When developing rational responses to rising crack use in Canada, it
is useful to first reflect upon the long-term patterns of crack use
in the United States. South of the border, the drug's use has
remained persistently high despite an estimated $1-trillion spent on
the "war on drugs." The failure of America's over-reliance on law
enforcement is also demonstrated by increasing cocaine purity and
falling cocaine prices over the last 10 years, as well as a
ballooning prison population.
Primarily as a result of drug-law enforcement, one in eight
African-American males in the age group 25 to 29 is incarcerated on
any given day in the United States, despite the fact that ethnic
minorities consume illicit drugs at comparable rates to other
Americans. The economic forces of supply and demand have simply
overwhelmed the vast police efforts, leading Nobel-Prize-winning
economists such as Milton Friedman to recommend complete abandonment
of the drug war.
It has famously been said that doing the same experiment over and
over again and expecting different results is the very definition of
insanity. There is overwhelming consensus in the scientific community
that the U.S. approach to the control of crack cocaine has been a
disaster. Therefore, Canadians must look elsewhere for more effective
models, including Western Europe.
After successfully reducing public drug injecting, and recruiting
intravenous drug addicts into treatment through the use of supervised
injection facilities, several Western European countries have
expanded these programs to include "inhalation facilities" for heroin
and crack smokers. The philosophy is the same: Get addicts off the
street and under the public health umbrella, where addiction
treatment is available on demand.
It was in this context that we recommended an inhalation facility be
considered for scientific evaluation in Vancouver.

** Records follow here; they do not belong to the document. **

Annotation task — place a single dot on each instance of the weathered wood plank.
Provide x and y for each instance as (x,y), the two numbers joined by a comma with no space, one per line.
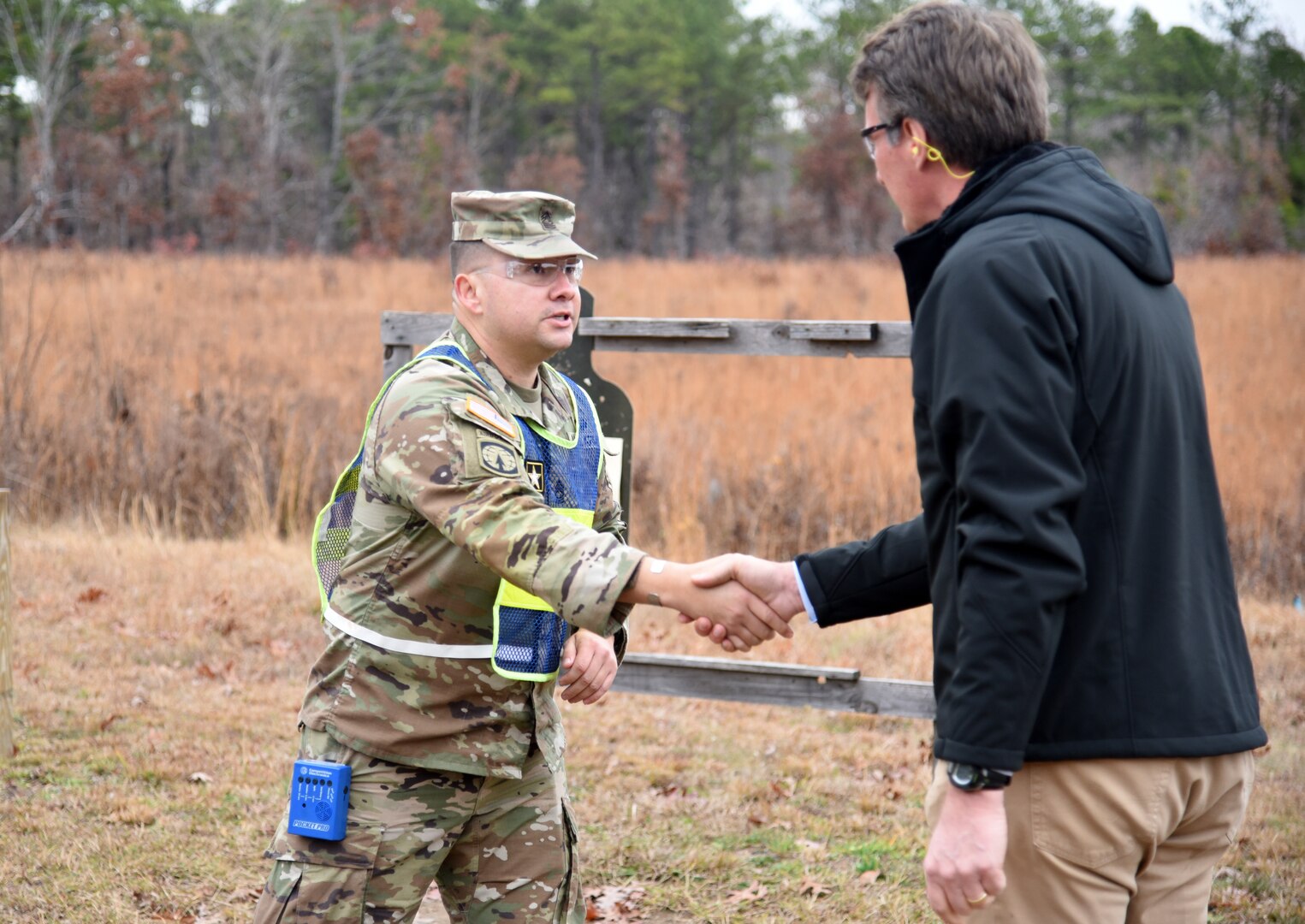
(656,328)
(833,330)
(5,633)
(768,683)
(403,330)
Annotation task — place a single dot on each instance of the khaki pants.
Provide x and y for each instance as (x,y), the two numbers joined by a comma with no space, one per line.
(1115,841)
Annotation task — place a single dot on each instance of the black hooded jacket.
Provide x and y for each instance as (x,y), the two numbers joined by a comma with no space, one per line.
(1073,541)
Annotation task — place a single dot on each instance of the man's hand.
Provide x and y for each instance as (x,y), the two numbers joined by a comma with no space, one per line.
(744,619)
(739,616)
(590,665)
(964,866)
(773,583)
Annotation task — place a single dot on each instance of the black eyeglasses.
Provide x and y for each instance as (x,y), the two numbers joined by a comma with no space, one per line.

A subsequent National Post editorial argued that HIV infections in
Vancouver were likely due to needle-sharing and unsafe sex among
crack users, and incorrectly implied that our recommendation was
based solely on an unproven "oral-health hypothesis" whereby
inhalation rooms would possibly prevent HIV transmissions due to the
sharing of crack pipes.
First, our study clearly acknowledged that the link between HIV
infection and crack smoking was likely due to a combination of
factors. Second, with regard to needle-sharing and unsafe sex,
evaluations of supervised injecting facilities have clearly
demonstrated how these programs prevented needle-sharing and improve
rates of condom use, which is why they have been proven cost-effective.
Finally, although studies from the United States have implied that
the HIV virus may be transmitted by the sharing of crack pipes or
oral sex among individuals with cuts and burns on their lips from
crack smoking, we do not believe this is the primary reason an
inhalation room should be evaluated. A study published in the New
England Journal of Medicine demonstrated that the use of the Insite
injecting facility in Vancouver enabled more rapid uptake of
addiction treatment. A similar investigation should be the primary
aim for any clinical trial of an inhalation facility.